Coming sooner, probably, are RSS feeds by ASN, so webhosts, ISPs and other organizations can subscribe to notifications about verified phishes on their networks. PhishTank doesn’t do takedowns, but certainly hopes that the data proves useful for those in a position to act.

RSS feeds

The focus for sharing information has been the API (check out the new diagram). But we believe in the simplicity of RSS feeds, too. Beyond the RSS feed for this blog, the site already offers individuals a personal feed to track their contributions. Find it on the My Account page.

We will offer more RSS feeds over time, like the ASN feeds noted above.

Text file of all verified phishes

The API does not offer a way to pull every single verified phish, purposefully. It would not be efficient for developers or PhishTank. However, we’ve heard many requests for a straightforward text file, updated frequently, that lists every verified phish.

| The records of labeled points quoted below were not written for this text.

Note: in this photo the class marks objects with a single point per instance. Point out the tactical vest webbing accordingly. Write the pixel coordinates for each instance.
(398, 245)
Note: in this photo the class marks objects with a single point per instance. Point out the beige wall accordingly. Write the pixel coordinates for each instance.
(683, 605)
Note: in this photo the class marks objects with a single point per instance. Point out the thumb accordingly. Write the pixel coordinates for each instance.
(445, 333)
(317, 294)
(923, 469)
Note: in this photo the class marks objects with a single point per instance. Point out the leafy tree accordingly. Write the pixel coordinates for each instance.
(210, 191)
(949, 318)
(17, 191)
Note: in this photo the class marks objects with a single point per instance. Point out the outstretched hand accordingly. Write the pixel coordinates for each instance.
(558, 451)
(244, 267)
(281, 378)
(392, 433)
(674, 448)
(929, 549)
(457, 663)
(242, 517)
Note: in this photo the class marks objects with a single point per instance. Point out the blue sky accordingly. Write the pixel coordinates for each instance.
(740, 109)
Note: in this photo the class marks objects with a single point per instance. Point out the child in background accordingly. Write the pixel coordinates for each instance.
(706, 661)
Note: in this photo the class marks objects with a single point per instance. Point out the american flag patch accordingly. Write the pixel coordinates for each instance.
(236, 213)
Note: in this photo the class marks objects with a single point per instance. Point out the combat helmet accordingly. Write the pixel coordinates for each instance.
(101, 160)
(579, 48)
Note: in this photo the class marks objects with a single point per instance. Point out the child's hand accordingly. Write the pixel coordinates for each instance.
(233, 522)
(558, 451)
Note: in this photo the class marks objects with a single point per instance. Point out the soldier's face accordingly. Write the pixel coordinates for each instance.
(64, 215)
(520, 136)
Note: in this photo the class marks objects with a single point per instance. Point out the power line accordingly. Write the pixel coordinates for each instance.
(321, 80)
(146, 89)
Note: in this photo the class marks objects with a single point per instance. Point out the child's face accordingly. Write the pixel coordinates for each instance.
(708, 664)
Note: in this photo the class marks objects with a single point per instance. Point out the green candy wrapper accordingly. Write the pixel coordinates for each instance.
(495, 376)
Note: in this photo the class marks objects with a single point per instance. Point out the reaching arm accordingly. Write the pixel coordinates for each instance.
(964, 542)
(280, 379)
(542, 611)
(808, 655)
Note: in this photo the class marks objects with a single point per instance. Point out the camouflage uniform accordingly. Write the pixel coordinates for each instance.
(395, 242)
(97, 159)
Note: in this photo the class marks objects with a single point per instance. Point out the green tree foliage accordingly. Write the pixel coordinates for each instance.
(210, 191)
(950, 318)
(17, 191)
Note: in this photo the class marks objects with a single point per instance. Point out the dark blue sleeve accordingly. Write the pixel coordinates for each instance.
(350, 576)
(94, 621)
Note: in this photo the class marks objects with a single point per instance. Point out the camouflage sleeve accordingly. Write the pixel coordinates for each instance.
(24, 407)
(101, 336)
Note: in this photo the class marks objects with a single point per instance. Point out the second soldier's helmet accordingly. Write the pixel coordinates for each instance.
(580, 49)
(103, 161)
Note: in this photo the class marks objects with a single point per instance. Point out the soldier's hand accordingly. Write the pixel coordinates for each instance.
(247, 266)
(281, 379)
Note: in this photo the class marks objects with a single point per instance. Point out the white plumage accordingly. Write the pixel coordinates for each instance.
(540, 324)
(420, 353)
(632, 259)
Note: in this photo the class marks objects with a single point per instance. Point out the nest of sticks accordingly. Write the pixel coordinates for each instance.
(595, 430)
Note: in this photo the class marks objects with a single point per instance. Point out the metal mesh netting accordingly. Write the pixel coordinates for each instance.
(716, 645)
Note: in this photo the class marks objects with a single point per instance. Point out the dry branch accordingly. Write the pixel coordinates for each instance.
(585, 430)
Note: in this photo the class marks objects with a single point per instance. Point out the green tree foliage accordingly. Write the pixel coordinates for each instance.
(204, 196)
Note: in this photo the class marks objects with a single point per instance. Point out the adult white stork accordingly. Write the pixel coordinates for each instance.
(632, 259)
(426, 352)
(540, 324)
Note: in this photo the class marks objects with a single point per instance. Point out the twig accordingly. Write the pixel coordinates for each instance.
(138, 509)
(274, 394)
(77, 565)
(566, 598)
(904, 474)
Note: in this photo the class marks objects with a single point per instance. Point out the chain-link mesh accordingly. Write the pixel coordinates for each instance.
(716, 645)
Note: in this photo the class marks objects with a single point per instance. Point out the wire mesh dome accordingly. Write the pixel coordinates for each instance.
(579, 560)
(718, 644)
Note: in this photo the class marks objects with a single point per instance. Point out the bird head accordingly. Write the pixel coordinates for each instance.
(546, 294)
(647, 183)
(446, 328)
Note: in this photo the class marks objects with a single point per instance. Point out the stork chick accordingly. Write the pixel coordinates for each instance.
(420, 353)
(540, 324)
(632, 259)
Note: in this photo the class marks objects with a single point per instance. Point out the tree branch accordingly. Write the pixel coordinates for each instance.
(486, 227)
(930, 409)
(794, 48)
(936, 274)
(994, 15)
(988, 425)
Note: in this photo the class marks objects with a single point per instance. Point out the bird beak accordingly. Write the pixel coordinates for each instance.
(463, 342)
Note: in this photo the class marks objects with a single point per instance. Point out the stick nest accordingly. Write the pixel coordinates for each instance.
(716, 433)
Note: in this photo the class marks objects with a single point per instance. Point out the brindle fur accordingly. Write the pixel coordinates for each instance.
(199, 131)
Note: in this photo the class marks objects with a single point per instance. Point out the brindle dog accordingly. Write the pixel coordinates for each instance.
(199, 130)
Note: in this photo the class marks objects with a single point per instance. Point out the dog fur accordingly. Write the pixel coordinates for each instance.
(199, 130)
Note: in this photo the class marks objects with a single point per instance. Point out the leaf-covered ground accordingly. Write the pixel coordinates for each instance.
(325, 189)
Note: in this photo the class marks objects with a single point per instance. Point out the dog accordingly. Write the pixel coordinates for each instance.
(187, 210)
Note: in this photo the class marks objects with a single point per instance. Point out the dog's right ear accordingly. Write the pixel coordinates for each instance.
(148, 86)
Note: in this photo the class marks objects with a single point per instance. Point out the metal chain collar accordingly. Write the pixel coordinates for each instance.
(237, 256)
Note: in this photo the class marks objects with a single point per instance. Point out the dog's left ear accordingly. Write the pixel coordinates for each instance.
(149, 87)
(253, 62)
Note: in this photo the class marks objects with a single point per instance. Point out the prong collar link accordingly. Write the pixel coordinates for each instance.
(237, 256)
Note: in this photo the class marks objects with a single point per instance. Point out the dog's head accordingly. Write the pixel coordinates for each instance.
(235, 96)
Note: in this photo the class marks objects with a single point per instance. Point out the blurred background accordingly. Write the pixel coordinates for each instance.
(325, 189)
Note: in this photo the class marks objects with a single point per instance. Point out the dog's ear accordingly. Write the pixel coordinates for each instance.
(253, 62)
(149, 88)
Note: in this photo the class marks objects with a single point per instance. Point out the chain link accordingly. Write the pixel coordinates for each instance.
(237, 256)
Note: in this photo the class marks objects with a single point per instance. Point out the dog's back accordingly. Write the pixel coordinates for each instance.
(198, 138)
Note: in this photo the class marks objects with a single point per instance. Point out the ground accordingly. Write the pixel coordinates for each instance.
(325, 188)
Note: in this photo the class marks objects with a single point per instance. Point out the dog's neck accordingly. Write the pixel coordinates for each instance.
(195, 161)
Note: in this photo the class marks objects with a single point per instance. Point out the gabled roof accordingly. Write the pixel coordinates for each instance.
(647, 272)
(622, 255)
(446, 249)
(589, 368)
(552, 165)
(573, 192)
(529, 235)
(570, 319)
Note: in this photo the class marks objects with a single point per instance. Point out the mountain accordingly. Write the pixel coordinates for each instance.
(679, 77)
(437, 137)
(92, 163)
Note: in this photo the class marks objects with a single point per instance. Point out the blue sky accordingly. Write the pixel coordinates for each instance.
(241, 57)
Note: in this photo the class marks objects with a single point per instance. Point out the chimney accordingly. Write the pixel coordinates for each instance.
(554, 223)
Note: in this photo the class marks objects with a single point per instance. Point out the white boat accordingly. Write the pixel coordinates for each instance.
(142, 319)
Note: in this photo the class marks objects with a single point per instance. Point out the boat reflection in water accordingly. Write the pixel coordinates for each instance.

We will offer such a file. Goal is to have this up and running sometime next week, barring other interruptions. Availability will be announced on this blog (http://www.phishtank.com/blog/) and in the API documentation.

More API calls coming

There’s more to come with the API. Most immediately, the API will offer calls to submit an email or URL to PhishTank, in addition to check them, as it does now. All that’s needed is some documentation. Stay tuned. If you want something else from the API, just ask. We’ll try to say yes to all reasonable requests; we don’t want to build applications, we want to enable application building.

A few people have written in asking about API limits. I’ll just quote the specific section of the FAQ:

There is no set usage limit. Extreme use will be noted, and we would ask that you contact PhishTank if you plan to use the API heavily. We welcome such usage, but would prefer to hear about it before it begins. PhishTank reserves the right to terminate API usage for accounts which abuse the free privilege.

As we learn more, we’ll get more specific.

Phew… more than enough for now. Comments invited and expected.

To us, API means All Programmers Invited. I want to extend that invitation now, on behalf of PhishTank and its developers, especially miked, who did most of the coding for PhishTank.

Read the documentation. Imagine where data about phishing sites could be applied, shared, and otherwise brought to light where users live. Remember that we’re not done.

More output formats? More actions? Example code? Diagrams? (We think all of these would be useful.)

Be specific… if you have good reasons for your choices, that’s more compelling.

An API is just a toolkit. The interesting part is what you build with the tools provided. We’re going to celebrate your creations.

I’m pleased to share that our friends at Project Honey Pot (a great anti-spam network) are using the PhishTank API to develop PhishTank buttons for Microsoft Outlook and Outlook Express. (Ready later this month; you can ask to be notified.)

This may be less useful, but I know what I want: a PhishTank screensaver (reminiscent of Berkeley Systems‘ After Dark?), where suspected phishes are “swimming” by and I can cast a vote or three before I get started in my normal tasks. Not quite SETI@HOME, but a painless way to do a good deed daily.

If you want to build that — or anything else — using PhishTank data, let us know how the API can support you. Remember, it’s free, and open for both non-commercial and commercial usage.

Look forward to your RSVP to our invitation. Comment below or write us privately.

p.s. - Mike and others were disappointed to miss all the API fun down at Yahoo’s hack day, but had their own hack weekend so you could use the results.

p.p.s. - Of course, API means Application Programming Interface.